Peter Boag
President and CEO, Canadian Fuels Association

October 2019

In the national interest

Like you, I am still recovering from the 40-day federal election campaign that concluded with the governing Liberals being reduced to a minority government. While elections are, by nature, divisive exercises – the 2019 election set a new standard – and not in a good way - with regions deeply divided on a range of issues – including energy and climate change.

Consider the following:
The Liberal Party, in spite of winning a large minority was entirely shut out in Alberta and Saskatchewan.  While there were many issues at play, there is no doubt that a key driver was the Trudeau Government’s perceived inability to deliver on policies that would boost the oil and gas sector by improving market access and encouraging new investments. This, in spite of the fact that the Liberal Government bought the Trans-Mountain pipeline in its last mandate and remains committed to the pipeline expansion (TMX); a pledge the Prime Minister reiterated last week.

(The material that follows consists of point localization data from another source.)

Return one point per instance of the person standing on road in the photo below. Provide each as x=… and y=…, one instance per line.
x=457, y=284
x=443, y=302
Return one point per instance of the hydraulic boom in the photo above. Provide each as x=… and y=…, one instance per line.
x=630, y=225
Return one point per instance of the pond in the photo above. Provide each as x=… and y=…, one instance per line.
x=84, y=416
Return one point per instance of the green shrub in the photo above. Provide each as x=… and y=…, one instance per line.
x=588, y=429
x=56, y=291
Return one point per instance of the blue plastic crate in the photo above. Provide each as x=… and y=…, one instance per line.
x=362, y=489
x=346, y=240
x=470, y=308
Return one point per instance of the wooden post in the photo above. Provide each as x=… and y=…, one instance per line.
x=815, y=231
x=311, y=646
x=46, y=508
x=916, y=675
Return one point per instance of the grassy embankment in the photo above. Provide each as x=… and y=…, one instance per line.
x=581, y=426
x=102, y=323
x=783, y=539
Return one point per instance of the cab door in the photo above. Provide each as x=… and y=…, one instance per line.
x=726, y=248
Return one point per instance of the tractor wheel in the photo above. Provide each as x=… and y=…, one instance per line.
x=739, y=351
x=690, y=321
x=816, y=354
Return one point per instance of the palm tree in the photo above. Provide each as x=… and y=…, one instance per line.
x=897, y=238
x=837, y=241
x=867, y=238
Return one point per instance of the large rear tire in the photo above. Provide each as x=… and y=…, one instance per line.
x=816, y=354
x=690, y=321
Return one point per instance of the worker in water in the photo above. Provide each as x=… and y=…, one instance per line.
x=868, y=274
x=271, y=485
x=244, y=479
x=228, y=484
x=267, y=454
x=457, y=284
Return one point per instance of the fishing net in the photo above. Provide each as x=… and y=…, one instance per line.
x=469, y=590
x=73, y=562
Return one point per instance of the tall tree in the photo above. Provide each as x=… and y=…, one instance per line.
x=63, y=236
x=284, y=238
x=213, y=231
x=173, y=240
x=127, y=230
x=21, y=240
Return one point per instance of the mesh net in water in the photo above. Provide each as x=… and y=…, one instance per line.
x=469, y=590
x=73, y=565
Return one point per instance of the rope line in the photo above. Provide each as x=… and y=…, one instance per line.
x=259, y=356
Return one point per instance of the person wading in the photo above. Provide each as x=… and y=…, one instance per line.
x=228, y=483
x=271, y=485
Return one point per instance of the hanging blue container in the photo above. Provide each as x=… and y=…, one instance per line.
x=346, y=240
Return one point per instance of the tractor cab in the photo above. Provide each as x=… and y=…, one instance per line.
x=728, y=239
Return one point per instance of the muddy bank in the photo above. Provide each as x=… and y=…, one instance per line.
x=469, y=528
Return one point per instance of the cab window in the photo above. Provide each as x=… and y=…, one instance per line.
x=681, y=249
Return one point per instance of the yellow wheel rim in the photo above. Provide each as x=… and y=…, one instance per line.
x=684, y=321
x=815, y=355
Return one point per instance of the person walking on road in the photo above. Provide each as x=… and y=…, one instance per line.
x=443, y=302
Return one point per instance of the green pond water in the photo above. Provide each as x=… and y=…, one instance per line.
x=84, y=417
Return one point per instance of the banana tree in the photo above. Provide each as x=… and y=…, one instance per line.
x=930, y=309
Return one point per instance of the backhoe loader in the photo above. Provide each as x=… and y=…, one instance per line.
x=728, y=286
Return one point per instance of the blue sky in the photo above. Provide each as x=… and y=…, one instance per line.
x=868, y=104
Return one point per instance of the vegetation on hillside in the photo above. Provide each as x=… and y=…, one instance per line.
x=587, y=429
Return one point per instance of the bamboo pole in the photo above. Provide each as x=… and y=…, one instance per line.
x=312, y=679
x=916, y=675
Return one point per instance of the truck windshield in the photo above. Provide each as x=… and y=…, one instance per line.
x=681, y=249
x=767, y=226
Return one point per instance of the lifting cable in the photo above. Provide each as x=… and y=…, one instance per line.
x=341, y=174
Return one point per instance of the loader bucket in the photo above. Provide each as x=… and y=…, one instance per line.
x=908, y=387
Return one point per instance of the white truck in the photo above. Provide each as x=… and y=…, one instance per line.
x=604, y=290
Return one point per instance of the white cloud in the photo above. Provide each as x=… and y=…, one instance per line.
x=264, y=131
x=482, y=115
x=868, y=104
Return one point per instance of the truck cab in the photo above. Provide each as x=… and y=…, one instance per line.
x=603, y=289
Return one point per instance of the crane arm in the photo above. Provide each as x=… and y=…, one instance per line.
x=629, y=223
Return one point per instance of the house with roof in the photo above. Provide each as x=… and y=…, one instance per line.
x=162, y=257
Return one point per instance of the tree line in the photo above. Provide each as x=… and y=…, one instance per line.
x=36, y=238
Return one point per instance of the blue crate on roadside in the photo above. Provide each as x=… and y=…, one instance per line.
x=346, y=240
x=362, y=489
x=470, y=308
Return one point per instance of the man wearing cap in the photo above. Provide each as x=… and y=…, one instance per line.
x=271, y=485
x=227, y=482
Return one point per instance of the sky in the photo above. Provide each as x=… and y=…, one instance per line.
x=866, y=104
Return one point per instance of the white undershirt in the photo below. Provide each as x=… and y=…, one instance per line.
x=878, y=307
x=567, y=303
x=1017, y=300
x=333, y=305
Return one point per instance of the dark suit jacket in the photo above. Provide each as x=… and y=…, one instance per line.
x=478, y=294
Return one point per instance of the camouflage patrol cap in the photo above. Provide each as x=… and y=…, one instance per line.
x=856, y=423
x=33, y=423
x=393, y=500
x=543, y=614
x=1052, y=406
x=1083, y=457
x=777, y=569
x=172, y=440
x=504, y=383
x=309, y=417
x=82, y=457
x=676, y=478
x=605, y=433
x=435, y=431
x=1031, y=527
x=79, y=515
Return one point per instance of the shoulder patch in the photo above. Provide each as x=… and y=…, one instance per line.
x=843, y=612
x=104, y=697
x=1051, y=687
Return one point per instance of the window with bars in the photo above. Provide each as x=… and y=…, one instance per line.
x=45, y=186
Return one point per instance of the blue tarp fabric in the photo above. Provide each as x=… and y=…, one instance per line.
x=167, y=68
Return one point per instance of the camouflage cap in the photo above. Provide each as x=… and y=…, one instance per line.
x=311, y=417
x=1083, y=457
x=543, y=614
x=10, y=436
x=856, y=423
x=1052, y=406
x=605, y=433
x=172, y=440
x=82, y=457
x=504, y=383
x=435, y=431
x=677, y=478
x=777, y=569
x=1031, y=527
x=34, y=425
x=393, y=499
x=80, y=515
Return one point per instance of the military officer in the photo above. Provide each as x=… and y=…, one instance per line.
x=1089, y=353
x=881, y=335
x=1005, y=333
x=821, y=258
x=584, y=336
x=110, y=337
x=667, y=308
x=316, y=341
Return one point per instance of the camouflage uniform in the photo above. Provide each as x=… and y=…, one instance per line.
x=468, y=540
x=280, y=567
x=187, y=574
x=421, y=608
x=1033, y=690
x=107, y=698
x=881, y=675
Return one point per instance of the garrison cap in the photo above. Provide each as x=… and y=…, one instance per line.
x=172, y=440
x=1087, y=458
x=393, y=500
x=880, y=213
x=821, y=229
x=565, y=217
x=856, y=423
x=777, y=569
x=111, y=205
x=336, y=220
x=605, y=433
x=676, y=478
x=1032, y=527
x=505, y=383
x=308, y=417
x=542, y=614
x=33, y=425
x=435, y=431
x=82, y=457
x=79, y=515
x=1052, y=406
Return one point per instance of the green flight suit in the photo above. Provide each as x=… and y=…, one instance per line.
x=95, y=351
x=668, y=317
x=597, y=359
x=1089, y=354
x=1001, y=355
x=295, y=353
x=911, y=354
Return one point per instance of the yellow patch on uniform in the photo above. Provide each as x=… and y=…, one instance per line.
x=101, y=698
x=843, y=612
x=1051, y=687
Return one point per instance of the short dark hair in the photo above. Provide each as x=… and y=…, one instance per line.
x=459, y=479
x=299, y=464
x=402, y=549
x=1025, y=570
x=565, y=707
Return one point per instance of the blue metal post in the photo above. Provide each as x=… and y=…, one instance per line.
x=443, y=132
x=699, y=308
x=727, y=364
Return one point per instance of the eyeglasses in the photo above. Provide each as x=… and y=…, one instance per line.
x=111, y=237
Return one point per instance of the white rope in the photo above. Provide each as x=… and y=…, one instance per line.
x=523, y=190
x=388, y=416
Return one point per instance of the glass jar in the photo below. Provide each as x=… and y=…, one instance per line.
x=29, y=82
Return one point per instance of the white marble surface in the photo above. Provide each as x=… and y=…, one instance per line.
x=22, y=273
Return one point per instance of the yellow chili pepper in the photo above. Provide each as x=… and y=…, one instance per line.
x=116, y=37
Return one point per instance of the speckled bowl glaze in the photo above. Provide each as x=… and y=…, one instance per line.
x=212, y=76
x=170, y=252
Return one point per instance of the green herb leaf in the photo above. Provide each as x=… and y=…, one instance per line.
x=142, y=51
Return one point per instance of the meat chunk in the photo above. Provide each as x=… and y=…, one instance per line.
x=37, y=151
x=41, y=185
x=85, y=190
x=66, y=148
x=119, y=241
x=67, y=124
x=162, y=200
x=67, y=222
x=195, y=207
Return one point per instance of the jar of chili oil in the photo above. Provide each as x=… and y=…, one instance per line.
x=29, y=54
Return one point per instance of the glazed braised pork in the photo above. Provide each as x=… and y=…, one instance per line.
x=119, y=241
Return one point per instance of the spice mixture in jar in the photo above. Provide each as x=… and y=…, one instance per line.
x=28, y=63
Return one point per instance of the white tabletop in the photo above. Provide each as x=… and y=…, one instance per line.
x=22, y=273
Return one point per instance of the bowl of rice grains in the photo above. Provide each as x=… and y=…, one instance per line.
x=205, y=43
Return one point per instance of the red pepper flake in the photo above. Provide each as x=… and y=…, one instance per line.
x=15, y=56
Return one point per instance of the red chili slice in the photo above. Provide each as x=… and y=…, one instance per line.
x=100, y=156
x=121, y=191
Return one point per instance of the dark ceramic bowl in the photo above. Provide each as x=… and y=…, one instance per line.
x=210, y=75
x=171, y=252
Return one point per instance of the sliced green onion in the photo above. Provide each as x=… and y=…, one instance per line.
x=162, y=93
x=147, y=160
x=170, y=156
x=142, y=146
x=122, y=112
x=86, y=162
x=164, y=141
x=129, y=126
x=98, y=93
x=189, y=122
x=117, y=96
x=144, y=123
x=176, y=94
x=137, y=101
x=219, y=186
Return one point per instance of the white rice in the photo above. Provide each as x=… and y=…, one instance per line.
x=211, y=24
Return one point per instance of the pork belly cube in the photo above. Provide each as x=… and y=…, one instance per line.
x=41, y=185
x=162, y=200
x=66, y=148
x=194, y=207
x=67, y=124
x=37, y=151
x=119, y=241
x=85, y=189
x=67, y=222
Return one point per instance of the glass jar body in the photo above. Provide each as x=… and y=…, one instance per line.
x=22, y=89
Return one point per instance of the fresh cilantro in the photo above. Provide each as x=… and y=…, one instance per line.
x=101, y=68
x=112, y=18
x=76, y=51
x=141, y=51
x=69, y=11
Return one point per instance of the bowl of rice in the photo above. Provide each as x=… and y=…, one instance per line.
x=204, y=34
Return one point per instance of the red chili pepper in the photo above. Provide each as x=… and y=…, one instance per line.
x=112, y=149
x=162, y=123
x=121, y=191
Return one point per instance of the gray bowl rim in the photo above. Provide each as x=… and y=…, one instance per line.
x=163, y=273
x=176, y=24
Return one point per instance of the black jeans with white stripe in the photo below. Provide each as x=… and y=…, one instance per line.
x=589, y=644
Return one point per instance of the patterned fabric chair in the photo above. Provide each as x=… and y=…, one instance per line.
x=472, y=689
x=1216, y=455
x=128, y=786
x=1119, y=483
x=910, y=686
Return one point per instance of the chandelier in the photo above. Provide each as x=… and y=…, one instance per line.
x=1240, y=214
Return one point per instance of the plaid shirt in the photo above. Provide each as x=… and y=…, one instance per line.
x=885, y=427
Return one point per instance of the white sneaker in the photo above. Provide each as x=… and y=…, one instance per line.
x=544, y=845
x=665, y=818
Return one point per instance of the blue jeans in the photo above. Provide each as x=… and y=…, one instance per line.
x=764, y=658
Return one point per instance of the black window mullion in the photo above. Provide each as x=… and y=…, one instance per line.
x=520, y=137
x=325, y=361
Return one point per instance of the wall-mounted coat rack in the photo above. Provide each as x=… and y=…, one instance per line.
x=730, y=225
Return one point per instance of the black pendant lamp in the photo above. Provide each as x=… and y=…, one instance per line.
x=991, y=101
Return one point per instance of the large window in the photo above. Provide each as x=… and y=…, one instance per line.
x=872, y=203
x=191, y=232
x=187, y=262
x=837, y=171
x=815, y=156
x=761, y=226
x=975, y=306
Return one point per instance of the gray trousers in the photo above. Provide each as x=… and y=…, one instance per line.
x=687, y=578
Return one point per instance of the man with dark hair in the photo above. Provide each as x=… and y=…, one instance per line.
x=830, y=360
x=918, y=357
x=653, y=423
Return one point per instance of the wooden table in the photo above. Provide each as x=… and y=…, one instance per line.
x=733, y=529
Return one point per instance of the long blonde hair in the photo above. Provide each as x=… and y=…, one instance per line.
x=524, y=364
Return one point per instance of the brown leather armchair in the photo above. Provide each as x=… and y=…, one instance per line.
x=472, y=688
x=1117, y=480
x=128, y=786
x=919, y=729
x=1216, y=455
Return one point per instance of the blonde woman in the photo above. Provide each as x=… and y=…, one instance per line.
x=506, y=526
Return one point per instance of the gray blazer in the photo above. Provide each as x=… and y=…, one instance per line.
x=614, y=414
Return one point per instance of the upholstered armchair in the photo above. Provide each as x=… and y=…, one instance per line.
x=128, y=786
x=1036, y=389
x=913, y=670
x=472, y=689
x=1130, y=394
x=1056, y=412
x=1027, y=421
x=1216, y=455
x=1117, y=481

The Conservatives, who came second in the number of MPs elected but won the popular vote – based largely on their ‘pro’ oil and gas sector policies and massive vote counts in Alberta and Saskatchewan –  proposed to undo the current federal carbon pricing review, and offered few details on an alternative climate change agenda.
 
For their part, the NDP and Greens vigorously opposed the TMX, and along with the Bloc Qu├ębecois any additional new pipeline projects, and leveraged this with voters in B.C and Quebec respectively to discredit the Liberal resolve to take action on climate change. Meanwhile, the NDP and the Green Party are both on the record as supporting new domestic petroleum refining projects. In fact, the NDP platform pledged to “prioritize domestic upgrading and refining”, yet both oppose pipeline projects necessary to provide access to domestic crude for refineries in eastern Canada.

Former Prime Minister Kim Campbell was unfortunately and famously paraphrased as saying “an election is no time to discuss serious issues”, and the 2019 campaign closely held itself to that standard. What little discussion there was on energy matters was limited to vacuous and at times contradictory soundbites.  Nonetheless, the mere mention of the refining sector and support energy infrastructure projects like TMX by those who also espouse effective action on climate change, is cause for hope that the role energy plays in Canadian’s prosperity represents common ground for a pragmatic agenda that serves our national interests.
  
Canadians in every region of this country, urban, suburban or rural, have a stake in this.  Energy drives our economy and sustains our prosperity.  Energy production and distribution employ hundreds of thousands of Canadians in high quality jobs, and is the destination for billions of dollars of investment every year, much of it focussed on innovation.  Energy products like petroleum fuels keep every sector or our economy moving, from agriculture to forestry to mining to tourism and packaged goods.  And they make possible our daily commutes, our everyday errands, our well-deserved vacation travel, and so much more.  The very essence of our society demands reliable, convenient and affordable access to energy 24/7.
 
Climate change is real and, as demonstrated by the recent election campaign, a defining issue of our time.  The vast majority of Canadians voted for action on climate change.  Yet, any climate change agenda that ignores our energy realities does a disservice to all Canadians.   This is where pragmatism is essential to moving past the divisive politics of this most recent election campaign and plotting an effective and achievable path forward that can last beyond the next political cycle.
   
To be sure, the future is not today’s status quo.  Transformative change is our future and Canadian refiners are already actively engaged in developing the solutions of tomorrow; but disruptive change that ignores practical repercussions on our daily lives is not in Canadians’ best interests. 

In the next Parliament we encourage MPs of all parties to work together to seek common ground and create a pragmatic action plan ‘built for success’. An action plan that rises above campaign rhetoric, vote shares and regional divisions, and serves our national interest. That’s something we’ll wholeheartedly support!